I tap my fingers on the side of my own as my heart drums inside my chest and I have to work very hard to keep the image of Jackson, dead, out of my head.
My stomach twists into knots.
A dry heave leaves my lips.
Is it Will?
I wretch again, getting on my knees and dropping my phone onto my queen bed as I dip my chin, coughing, my hair sticking to my temple, my lips, my cheekbones.
My stomach cramps and I feel dizzy, but I’ll be damned if I’m going to vomit in my bed. I snatch up my phone and run to the bathroom in bare feet, flicking on the light the moment before I crouch down in front of the—thankfully clean—toilet bowl.
I bow my head and try to breathe, my phone between my fingers, and pressed to the floor.
But after I squeeze my eyes tight shut once, I notice my screen light up.
The nausea miraculously floods away, leaving a cold chill in its wake.
I see the message as I sit back on my calves.
From the same number.
Unknown
3… 2… 1…
My breath catches.
Then, like they’re already there, a pounding starts at the door.
NINE
NEVE
My heart races as I shove my feet into my Uggs, then open my bedroom door.
Silence now as I look straight through the kitchen and the living room area, Cynthia’s closed door positioned in the latter, toward the entrance. She has a framed Frida Kahlo hanging on it.
The front door is closed. Locked. Because we always lock up after ourselves. We’re girls in a city.
But a heartbeat later, a fist slams against the door and nearly rattles it off its hinges. Well, maybe not quite, because aside from the fucking back alley door, Casper Bennet takes security seriously. The door is heavy and the lock is a deadbolt.
But going in through the back?
Did Casper just let them up in the entrance from the shop?Thatone is kept locked. It’s how Cyn and I usually get in, and it lets me scope out the books after hours.
But Casper could have let someone in.
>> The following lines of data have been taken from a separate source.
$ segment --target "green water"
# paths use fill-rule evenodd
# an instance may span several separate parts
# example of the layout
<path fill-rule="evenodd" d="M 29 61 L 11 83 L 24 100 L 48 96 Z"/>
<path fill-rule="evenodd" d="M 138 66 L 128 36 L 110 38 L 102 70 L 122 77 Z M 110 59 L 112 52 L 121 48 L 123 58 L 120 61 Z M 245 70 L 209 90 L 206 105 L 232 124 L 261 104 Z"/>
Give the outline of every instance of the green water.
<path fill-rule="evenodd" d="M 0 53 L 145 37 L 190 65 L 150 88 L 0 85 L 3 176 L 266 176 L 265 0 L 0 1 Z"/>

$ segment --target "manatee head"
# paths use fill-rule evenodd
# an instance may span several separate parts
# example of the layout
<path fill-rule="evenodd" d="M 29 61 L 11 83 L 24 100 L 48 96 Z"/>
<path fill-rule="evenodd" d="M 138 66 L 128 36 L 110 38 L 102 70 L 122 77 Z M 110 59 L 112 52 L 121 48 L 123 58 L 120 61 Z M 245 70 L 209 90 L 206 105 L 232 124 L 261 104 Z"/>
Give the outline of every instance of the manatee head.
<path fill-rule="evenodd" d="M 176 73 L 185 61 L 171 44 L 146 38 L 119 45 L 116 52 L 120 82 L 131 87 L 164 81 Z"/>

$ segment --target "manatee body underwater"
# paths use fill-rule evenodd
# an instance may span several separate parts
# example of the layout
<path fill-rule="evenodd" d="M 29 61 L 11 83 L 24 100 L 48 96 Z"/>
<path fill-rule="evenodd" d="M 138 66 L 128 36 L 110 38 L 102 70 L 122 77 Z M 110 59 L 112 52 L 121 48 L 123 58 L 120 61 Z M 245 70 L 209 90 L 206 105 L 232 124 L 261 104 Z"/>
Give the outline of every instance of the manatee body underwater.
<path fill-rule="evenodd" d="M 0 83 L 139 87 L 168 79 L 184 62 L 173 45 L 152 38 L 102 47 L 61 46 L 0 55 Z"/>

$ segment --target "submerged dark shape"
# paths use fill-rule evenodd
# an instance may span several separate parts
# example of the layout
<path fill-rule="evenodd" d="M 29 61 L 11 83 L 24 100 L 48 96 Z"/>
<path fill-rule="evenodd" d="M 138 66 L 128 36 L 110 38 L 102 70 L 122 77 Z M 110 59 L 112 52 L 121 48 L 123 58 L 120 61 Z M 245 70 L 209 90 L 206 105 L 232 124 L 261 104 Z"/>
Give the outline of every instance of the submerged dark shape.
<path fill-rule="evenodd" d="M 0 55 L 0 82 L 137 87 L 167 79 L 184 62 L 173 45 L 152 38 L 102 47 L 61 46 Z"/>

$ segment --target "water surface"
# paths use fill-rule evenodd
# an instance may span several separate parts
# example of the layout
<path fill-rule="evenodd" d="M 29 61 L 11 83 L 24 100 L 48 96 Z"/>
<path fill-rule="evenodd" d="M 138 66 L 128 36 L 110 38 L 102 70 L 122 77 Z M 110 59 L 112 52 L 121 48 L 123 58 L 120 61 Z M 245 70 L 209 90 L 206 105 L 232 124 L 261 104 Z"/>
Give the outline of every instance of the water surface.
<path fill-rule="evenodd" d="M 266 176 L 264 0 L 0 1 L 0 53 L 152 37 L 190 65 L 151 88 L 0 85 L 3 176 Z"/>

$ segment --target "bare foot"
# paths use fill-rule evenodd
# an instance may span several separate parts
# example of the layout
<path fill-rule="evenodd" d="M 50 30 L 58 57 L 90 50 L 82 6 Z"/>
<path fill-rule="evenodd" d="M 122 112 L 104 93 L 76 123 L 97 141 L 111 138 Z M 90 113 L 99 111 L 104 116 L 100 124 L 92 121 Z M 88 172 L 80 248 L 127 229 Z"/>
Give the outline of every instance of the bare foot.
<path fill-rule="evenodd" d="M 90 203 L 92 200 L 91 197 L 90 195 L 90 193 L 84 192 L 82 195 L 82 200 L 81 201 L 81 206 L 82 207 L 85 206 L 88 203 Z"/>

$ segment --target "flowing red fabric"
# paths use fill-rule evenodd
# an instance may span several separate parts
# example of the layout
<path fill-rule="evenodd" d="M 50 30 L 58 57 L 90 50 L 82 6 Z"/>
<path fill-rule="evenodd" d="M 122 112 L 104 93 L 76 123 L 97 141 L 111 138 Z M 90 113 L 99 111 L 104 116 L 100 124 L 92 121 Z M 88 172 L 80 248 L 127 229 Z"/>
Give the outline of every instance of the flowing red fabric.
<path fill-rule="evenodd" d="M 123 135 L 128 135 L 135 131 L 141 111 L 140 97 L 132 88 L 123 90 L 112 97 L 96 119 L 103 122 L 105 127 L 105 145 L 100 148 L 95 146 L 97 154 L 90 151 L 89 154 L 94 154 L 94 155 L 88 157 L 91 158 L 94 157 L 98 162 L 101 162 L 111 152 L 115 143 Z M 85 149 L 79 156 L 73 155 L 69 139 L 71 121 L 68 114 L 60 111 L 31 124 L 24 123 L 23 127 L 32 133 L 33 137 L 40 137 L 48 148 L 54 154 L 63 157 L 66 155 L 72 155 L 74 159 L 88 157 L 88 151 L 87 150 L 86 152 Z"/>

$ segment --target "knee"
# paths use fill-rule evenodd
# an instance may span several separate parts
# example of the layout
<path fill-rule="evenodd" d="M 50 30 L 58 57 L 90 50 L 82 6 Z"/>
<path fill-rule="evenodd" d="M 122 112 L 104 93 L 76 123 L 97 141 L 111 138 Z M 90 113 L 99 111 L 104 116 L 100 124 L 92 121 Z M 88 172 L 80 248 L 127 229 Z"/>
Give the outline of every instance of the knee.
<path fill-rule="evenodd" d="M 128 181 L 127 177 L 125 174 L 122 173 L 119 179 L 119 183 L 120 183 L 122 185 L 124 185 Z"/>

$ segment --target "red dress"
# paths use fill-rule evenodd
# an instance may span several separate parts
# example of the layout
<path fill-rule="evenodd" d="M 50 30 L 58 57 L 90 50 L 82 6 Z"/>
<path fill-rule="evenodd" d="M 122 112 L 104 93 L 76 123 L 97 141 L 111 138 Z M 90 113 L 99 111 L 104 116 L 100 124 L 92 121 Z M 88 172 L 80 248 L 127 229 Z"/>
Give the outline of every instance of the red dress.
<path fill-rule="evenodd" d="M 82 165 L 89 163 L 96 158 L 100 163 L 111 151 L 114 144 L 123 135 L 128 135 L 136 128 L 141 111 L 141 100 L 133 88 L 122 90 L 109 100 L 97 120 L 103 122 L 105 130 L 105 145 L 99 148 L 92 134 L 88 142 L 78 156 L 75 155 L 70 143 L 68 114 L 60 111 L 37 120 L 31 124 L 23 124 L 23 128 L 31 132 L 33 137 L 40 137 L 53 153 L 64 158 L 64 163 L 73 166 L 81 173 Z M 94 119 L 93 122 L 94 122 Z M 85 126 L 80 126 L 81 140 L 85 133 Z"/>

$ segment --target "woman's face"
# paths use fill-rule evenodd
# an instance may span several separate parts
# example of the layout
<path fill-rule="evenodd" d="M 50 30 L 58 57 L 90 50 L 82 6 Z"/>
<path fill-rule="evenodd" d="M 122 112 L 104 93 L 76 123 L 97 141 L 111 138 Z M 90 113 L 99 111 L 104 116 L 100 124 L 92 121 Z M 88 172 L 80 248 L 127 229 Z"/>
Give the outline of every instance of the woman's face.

He’s polite if thorough, but if it was someone semi-famous, or charming, or…
Fuck.
Maybe it isn’t Will at all.
And if it’s who I’m starting to think it is, it makes a hell of a lot more sense on why Mr. Bennet would let them in.
I squeeze my phone in my fist in the jarring silence between a likely-hockey player nearly knocking my door down and me, motionless in my bedroom.
But how would either of them know where I live? I know it’s possible to find out, with an eclectic place like this. Especially since they have reach, and hell, their coaches are probably friendly with the police but to give them my address? That would set them up for some liability if… if I got hurt.
Whoever it is knocks hard on the door again, like they’re going to tear it down with nothing but their fist.